イギリス人らしい雰囲気に満ちた曲選びに、思わずニヤリとしてしまうのです。やはり、曲と映像が上手く融合していると、映画鑑賞は楽しいものになりますね。ダニー・ボイル監督の音楽センスは類稀なるものがあると感じる次第です。

また、役者さんたちも光り輝いていました。
特にキャメロン・ディアス演じるヒロイン。
最初は生意気(だけどグンバツな美人)なのですが、物語が進むごとに可愛く見えてくるのです。僕が思うに、これは彼女の髪形に秘密がありそうですよ。序盤はガチッと整髪剤で固められているのですが、徐々に“やわらかい”形になるのですね。それが表情と相俟って、雰囲気が和らいでいくのだと思います。

また、物語中盤で。
隣人の前で“夫婦のふり”をする場面。
彼女は肩を露出しているのですが、そこから下は映されないのですね。勿論、肩から下も“素肌のまま”なんてことはあり得ないのですが、物語の展開からしても“何か”を期待させるものがあるのです。数分後に「は!俺は何を考えていたのだ?」と我に返るんですけどね…。
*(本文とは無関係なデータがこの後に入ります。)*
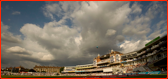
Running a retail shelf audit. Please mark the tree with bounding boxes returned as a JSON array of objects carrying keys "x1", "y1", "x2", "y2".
[{"x1": 60, "y1": 67, "x2": 64, "y2": 73}]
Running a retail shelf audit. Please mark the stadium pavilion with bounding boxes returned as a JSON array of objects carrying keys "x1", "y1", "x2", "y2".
[{"x1": 62, "y1": 35, "x2": 167, "y2": 76}]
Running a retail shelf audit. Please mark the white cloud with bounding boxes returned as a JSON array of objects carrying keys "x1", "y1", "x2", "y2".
[
  {"x1": 131, "y1": 2, "x2": 142, "y2": 13},
  {"x1": 12, "y1": 11, "x2": 20, "y2": 15},
  {"x1": 106, "y1": 29, "x2": 116, "y2": 36},
  {"x1": 1, "y1": 1, "x2": 167, "y2": 66},
  {"x1": 1, "y1": 22, "x2": 21, "y2": 43}
]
とても大好きな場面です。

まあ、そんなわけで。
脚本自体は褒められないと思いますが(特に終盤の展開は強引過ぎる)監督さんの演出、主演二人の存在感、脇を固める俳優さんたちの演技、ロック精神溢れる音楽…と、ポイントは抑えている作品です。胃が痛くなる映画を観続けたあとに…ちょうど良いと思いますよ。まるで、胃薬のような作品ですね。